Als Hauptdarstellerin brilliert Lisa Gastoni den gesamten Handlungsverlauf über, denn die Rolle der Maddalena scheint ihr präzise auf den Leib geschrieben zu sein - zumindest verschlug es mir bei ihrem Anblick des öfteren die Sprache. Dabei entpuppt sich Maddalena als eine unzufriedene sowie dekadente Frau aus der Oberschicht, die mit ihrem enthemmten Sexualverhalten die gefühlte Drögheit aus ihrem momentanen Leben verbannen möchte. Doch nachdem sie dem namenlosen Priester erstmals tief in die demutsvollen Augen blickte, bestimmte plötzlich ein abgrundtiefes Schamgefühl ihr Empfinden, so dass sie am Sinn ihres ausschweifenden Lebenswandels zu zweifeln beginnt - denn die sexuelle Befriedigung des ständigen Frivolseins führt nicht unbedingt zur inneren Zufriedenheit. Geblendet von der ausstrahlenden Demut des namenlosen Priesters sieht Maddalena plötzlich ihre Chance gekommen, um gemeinsam mit diesem einen neuen Lebenssinn zu finden. Ihre bisherige Ehe führte sie nämlich mit einem machtbesessen Egoisten, der sie ausschließlich zu einem Sexualobjekt degradierte. Doch letztlich kann ihr das Priester das auch nicht geben, was sie sich von ihm so eindringlich erhofft hatte, nämlich eine Liebe, die sie von ihrem inneren Verdruss endgültig erlöst. Dennoch gerät auch der Priester in eine persönliche Krise, da er beim Anblick der bezaubernden Maddalena von deren Reizüberflutung ständig von seinen unter Verschluss gehaltenen Gefühlen übermannt wird. Letztendlich wird die Handlung des Films von den folgenden Schlagwörtern bestimmt: Existenzielle Zweifel, Einsamkeit, Unzufriedenheit, die Überwindung innerer Begierden und Abhängigkeiten sowie das tiefe Verlangen nach erlösender Liebe.

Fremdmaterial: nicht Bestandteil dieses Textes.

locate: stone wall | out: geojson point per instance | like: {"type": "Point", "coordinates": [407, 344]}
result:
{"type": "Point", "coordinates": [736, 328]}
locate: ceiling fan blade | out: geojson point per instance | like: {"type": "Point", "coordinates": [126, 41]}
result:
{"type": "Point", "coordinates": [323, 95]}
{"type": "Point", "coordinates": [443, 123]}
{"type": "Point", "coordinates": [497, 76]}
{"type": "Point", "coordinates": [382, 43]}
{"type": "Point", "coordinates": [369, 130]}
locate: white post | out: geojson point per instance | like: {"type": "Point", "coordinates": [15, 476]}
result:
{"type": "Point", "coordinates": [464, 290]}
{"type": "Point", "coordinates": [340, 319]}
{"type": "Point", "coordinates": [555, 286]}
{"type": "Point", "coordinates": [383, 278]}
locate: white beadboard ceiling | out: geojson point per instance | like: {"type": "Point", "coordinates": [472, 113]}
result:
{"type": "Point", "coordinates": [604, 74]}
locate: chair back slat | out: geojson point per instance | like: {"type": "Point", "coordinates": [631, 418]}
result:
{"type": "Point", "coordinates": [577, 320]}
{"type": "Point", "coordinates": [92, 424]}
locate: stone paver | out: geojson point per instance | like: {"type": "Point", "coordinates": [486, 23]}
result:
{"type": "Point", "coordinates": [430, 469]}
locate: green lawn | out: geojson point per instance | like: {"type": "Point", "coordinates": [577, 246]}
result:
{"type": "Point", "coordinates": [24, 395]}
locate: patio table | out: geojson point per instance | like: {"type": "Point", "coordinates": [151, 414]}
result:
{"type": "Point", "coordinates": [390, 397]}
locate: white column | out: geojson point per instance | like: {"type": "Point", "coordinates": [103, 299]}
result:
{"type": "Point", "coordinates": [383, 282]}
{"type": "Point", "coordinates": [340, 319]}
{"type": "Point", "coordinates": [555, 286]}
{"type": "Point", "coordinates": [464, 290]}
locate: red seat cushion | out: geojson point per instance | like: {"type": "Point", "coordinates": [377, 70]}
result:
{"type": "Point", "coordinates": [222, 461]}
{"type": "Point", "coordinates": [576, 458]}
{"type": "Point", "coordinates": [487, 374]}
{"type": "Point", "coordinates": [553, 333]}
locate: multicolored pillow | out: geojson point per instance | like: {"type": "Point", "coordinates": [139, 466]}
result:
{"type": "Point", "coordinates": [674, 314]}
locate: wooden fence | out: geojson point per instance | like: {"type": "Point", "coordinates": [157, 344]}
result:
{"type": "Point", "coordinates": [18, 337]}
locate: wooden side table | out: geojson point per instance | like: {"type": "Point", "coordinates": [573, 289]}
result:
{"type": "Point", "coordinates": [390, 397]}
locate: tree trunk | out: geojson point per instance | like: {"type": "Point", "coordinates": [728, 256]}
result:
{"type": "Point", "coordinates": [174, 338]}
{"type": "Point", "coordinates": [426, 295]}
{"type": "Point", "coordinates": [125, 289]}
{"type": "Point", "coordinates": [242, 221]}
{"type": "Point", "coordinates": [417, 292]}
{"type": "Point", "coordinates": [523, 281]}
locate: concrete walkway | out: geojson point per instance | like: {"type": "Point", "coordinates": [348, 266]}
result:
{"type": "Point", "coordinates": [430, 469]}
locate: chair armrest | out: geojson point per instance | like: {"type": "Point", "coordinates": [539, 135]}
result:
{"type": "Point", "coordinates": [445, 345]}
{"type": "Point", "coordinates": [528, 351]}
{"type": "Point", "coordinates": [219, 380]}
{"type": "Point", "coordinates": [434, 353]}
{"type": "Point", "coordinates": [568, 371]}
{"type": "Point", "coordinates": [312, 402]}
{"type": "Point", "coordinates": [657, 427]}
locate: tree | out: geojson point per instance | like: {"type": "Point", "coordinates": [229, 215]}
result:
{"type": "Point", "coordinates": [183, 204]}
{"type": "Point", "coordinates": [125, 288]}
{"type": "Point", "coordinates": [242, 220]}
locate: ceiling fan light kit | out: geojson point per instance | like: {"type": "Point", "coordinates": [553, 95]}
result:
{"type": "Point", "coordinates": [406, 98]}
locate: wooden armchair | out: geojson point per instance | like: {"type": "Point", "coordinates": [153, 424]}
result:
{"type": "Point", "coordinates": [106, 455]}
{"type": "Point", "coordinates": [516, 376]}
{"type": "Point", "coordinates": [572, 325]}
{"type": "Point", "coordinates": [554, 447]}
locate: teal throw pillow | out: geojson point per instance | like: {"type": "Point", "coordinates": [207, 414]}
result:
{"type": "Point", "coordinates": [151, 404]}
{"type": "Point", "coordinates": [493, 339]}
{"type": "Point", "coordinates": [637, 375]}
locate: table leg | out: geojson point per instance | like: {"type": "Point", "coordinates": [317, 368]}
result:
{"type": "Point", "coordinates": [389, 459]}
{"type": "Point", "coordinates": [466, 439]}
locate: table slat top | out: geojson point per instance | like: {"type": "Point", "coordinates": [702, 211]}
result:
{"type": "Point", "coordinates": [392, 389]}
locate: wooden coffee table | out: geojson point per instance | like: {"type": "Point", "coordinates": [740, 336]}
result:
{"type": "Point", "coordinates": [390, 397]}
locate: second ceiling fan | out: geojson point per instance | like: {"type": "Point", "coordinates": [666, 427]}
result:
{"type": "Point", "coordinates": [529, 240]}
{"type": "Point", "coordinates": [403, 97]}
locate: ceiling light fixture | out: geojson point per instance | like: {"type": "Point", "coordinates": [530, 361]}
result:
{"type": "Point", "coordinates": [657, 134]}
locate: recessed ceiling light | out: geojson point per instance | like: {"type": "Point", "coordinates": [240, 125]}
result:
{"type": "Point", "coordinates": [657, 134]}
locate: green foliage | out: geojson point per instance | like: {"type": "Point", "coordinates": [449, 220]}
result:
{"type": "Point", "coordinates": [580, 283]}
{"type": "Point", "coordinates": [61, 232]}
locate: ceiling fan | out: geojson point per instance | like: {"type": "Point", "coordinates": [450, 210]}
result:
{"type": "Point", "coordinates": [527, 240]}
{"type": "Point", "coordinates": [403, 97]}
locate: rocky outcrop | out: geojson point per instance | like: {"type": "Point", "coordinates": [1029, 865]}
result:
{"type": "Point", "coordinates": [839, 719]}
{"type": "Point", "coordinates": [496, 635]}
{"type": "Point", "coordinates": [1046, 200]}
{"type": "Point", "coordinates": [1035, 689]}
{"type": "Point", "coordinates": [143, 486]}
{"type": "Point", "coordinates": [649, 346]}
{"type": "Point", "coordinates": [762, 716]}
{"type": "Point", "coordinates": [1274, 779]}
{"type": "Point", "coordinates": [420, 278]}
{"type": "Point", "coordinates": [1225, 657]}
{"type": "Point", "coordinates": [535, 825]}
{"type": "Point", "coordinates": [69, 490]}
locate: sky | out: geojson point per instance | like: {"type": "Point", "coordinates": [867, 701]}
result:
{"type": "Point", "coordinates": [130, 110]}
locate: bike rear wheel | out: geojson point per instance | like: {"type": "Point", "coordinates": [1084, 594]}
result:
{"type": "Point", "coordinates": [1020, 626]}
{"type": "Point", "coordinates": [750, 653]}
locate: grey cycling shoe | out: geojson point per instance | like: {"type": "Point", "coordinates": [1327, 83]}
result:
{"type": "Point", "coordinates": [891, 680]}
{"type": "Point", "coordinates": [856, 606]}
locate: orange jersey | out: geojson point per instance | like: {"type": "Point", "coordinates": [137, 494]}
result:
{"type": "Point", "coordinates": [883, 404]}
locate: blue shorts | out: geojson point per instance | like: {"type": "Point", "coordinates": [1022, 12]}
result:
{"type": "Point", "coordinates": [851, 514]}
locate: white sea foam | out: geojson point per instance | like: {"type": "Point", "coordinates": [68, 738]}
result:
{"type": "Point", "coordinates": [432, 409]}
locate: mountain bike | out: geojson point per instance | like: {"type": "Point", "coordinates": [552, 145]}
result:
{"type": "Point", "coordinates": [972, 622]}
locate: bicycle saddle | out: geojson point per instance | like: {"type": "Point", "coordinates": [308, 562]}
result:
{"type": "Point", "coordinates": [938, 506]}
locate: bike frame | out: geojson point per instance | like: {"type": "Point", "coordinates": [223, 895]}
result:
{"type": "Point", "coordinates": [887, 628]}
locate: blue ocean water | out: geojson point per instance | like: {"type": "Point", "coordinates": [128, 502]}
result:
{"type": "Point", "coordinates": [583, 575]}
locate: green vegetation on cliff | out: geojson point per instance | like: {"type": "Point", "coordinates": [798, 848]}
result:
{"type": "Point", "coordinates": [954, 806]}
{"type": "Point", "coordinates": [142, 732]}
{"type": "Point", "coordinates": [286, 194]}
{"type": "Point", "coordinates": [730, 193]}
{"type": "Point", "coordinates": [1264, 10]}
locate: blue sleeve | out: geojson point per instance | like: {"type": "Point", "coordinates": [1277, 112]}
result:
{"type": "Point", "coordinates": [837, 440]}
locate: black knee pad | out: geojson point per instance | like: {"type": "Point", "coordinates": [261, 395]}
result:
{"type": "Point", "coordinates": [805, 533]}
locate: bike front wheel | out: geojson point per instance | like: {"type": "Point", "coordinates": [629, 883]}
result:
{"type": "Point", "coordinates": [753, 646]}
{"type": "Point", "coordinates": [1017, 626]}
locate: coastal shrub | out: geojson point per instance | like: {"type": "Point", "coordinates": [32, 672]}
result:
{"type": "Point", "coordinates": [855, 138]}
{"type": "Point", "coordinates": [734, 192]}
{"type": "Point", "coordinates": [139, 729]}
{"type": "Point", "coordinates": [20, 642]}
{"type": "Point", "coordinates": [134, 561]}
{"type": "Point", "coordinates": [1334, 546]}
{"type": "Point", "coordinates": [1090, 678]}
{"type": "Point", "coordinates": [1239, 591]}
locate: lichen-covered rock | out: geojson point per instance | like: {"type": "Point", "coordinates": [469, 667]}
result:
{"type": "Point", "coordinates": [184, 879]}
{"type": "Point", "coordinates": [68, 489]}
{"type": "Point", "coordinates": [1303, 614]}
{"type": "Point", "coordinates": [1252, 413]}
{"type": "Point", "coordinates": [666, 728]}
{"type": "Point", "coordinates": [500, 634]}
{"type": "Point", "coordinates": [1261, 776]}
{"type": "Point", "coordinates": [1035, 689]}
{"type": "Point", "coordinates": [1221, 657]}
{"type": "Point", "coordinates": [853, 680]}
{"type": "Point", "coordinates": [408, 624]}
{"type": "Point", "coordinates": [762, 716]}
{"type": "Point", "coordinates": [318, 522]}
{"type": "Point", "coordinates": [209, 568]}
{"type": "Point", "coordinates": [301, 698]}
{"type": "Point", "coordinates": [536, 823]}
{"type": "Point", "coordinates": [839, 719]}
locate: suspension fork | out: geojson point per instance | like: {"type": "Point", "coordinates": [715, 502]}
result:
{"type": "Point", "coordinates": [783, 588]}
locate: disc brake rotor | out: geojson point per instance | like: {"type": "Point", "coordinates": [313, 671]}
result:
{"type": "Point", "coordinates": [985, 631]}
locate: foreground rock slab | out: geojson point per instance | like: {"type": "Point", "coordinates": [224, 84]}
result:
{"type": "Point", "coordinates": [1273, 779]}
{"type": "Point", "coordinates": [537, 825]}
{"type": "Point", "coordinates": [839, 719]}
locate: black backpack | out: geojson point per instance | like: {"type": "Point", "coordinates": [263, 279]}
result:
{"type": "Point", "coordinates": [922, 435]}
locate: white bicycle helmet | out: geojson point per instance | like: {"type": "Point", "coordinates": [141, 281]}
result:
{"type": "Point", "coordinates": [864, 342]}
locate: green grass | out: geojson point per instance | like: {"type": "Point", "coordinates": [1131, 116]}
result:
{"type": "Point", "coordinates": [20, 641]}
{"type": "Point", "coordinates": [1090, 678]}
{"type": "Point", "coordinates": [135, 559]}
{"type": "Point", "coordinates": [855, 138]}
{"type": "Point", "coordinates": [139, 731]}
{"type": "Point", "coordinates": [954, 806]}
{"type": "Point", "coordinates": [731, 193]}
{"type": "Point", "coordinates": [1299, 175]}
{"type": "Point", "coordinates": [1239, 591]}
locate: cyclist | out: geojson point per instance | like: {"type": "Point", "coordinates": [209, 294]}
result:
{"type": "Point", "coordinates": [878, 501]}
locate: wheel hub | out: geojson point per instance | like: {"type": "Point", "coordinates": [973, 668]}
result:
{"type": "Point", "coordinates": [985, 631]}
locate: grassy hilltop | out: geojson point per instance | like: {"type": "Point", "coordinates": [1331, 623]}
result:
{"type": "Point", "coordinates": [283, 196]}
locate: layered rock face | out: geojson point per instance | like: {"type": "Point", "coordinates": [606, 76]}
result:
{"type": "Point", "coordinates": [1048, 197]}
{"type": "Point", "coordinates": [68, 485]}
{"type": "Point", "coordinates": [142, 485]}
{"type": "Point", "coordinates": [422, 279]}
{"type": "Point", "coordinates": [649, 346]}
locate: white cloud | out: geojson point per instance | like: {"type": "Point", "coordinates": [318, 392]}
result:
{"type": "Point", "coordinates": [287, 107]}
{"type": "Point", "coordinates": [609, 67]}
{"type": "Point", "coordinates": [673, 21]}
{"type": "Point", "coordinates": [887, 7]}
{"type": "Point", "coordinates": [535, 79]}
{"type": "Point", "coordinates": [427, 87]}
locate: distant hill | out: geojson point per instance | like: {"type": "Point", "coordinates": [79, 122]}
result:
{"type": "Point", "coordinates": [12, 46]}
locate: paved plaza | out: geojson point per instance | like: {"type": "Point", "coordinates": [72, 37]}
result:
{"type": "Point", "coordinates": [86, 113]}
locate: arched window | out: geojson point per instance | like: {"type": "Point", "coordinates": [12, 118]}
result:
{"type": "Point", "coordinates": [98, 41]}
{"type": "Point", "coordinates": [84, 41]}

Eine weitere Besonderheit der Hauptprotagonistin besteht darin, dass diese ständig während einer Art von Tagträumen auf ihre Doppelgängerin trifft, die aber im Gegensatz zu ihrer schwarzen Naturhaarfrisur eine blonde Perücke auf dem Haupte trägt. Unklar bleibt, ob es sich hierbei um Visionen handelt, die entweder aus ihrer Vergangenheit stammen oder zukünftig erst eintreten werden - oder beides. Zudem verwendet der Film nicht nur zahlreiche religiöse Symbole, sondern versinnbildlicht in kurzen Szenen auch biblische Ereignisse wie beispielsweise die Fußwaschsalbung von Maria Magdalena, der Bau der Arche Noah oder das Fischen mit einem Netz. Ein weiteres Highlight stellt die wunderschöne Filmmusik von Maestro Morricone dar, die im Gegensatz zum Film durch 'Chi Mai' und 'Come Maddalena' zum absoluten Welterfolg wurde.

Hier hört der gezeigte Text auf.